Die Bahn hat sich ein raffiniertes System von unverbindlichen Extras einfallen lassen, auf die man sich als Kunde aber nicht berufen kann. Man zahlt nur für die Beförderung, nicht für den Komfort. Wenn das Bordrestaurant wider Erwarten geschlossen hat und man stundenlang nichts zu essen bekommt, zahlt man trotzdem voll. Wenn der Zug eiskalt runter gekühlt ist, zahlt man voll. Wenn die Reservierungsanzeigen am Anfang mal wieder nicht funktionieren, und man sich auf gut Glück auf einen Platz setzt, der dann doch reserviert ist und man dann stehen muss, weil die nicht reservierten Plätze mittlerweile schon besetzt sind: Man zahlt trotz all der Fehler der Bahn voll.

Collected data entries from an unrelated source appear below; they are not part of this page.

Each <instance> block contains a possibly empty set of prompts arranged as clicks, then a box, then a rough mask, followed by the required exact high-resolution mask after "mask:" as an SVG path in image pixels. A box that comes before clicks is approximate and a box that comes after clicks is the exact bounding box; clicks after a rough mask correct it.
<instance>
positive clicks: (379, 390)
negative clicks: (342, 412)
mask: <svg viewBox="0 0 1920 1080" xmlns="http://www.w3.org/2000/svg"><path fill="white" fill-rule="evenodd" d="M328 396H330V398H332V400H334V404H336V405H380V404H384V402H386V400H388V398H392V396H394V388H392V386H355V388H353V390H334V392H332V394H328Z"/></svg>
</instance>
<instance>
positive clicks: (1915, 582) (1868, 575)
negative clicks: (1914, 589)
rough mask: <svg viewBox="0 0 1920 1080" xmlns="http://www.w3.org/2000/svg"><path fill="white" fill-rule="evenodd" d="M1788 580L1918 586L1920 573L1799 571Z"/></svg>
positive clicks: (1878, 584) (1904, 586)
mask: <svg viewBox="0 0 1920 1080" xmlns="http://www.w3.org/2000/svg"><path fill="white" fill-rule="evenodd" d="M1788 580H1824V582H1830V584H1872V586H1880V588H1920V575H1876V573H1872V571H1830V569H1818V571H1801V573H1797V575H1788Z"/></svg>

Beim Zugfahren geht es ja offenbar nicht ums Wohlfühlen, sondern ums Ankommen. Die Werbung suggeriert zwar etwas anders (Fahrzeit als Qualitytime) aber wir wissen ja:

Die wichtigsten Baustellen der Bahn 2015

Diese Werbeversprechen zählen an Bord nicht. Wenn man aber für Komfort sogar extra bezahlt, nämlich in der 1. Klasse, dann muss es doch wirklich, wirklich Geld zurück geben, wenn der Extrakomfort entfällt: breitere Sitze, kostenlose Zeitungen, gastronomischer Service am Platz, kleine kostenlose Süßigkeit, WLAN. Von all dem ist einem nur der breitere Sitz sicher.

Im Flugzeug unvorstellbar: Entfiele in der Businessclass-Fernstrecke das Essen oder gebe es keine Zeitungen oder kein individuelles Unterhaltungsprogramm, was meinen Sie, was da los wäre.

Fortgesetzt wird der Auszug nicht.